In its 10th year, the Odyssey Program has funded 57 fellowships with donations from individuals, foundations and corporations. Each fellow can receive a salary and research stipend for up to three years.
“It’s a privilege to watch these outstanding postdocs progress in their odysseys of discovery,” Bogler says, “and I’m pleased that most of our former fellows have established their own laboratories at M. D. Anderson and elsewhere and are devoted to finding cures for cancer.”
A decade ago, the first Odyssey fellowship went to Jian Gu, Ph.D., then a postdoctoral fellow in the Department of Thoracic and Cardiovascular Surgery. He believes the three-year fellowship was “the best thing that could have happened” to launch his academic career.

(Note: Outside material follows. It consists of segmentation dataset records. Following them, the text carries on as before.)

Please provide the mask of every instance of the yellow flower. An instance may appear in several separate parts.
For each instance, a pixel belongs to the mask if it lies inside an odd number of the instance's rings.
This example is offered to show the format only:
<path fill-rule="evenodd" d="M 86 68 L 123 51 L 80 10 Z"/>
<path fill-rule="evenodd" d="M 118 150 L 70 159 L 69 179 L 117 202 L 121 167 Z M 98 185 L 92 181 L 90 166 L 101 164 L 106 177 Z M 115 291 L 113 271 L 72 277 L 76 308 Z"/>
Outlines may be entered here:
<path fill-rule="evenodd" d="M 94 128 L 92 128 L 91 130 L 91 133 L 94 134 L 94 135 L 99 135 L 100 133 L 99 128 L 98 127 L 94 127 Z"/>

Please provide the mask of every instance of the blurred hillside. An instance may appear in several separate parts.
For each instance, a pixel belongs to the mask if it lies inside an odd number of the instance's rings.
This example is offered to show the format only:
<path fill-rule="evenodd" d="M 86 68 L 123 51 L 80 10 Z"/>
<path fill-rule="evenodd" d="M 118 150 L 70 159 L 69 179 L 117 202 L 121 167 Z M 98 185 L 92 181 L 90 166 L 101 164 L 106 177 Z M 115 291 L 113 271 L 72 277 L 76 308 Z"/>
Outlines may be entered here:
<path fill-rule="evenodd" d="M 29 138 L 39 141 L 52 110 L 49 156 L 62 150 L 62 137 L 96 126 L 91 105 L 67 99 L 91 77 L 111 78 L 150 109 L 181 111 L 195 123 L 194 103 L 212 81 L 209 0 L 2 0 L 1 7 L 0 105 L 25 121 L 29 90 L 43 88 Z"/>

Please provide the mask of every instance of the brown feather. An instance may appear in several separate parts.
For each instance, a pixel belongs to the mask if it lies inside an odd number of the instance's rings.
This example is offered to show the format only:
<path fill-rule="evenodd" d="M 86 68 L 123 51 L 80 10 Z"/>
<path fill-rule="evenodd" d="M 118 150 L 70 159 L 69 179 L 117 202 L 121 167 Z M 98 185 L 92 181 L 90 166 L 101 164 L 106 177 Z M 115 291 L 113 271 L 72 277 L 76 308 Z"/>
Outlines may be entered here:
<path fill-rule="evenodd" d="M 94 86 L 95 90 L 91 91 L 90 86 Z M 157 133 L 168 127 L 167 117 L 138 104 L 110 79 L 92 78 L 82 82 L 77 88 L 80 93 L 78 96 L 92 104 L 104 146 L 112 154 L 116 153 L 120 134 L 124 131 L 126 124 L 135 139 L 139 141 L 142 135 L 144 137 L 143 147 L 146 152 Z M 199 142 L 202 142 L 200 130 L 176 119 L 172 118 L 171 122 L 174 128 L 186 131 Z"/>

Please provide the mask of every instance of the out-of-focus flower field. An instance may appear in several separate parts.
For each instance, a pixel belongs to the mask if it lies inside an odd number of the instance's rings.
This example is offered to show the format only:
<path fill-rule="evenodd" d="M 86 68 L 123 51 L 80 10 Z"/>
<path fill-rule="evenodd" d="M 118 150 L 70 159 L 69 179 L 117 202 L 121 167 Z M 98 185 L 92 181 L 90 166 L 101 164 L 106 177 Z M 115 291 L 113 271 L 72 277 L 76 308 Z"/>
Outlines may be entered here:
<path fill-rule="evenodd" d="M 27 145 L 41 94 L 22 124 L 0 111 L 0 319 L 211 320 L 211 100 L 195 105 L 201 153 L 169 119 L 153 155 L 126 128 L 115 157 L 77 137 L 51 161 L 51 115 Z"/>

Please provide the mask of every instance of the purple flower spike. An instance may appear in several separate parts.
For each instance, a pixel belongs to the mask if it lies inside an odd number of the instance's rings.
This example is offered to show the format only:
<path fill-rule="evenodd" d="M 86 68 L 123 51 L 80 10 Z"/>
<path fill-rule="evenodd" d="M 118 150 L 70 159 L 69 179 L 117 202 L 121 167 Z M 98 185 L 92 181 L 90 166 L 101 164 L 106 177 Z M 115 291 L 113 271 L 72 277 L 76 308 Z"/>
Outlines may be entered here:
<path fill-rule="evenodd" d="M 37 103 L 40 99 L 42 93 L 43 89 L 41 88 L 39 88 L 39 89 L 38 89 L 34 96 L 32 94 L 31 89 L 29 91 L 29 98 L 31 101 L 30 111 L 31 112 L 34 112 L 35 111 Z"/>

Gu credits Odyssey support with helping broaden his knowledge, expand his skills and develop “motivation, confidence, independent thinking, collaboration, writing and communication skills.” During the fellowship, he had 20 scientific articles published and won several major awards for creative research.
After the fellowship, Gu shifted his research focus to molecular epidemiology and pharmacogenetics. Now an assistant professor in the Department of Epidemiology, he is principal investigator or co-PI on several National Cancer Institute grants.
Abhinav Jain, Ph.D., who was named an Odyssey fellow in fall 2008, was the first recipient of funds from the Laura and John Arnold Foundation of Houston.
Obtaining Odyssey support was “like winning a lottery,” confides Jain, who is thrilled to be working in the laboratory of Michelle Barton, Ph.D., professor in the Department of Biochemistry and Molecular Biology.
Jain’s early research efforts were crucial to an article Barton’s team published in 2009 in Proceedings of the National Academy of Sciences, describing a promising new way to restore the p53 suppressor gene in cancer cells.
The Odyssey Program propelled Ashby Morrison, Ph.D., from a postdoctoral fellowship at M. D. Anderson’s Department of Carcinogenesis to Stanford University in 2008.
“I’m very happy as an assistant professor of biology, running my own laboratory and conducting research on genome stability mechanisms,” Morrison reports.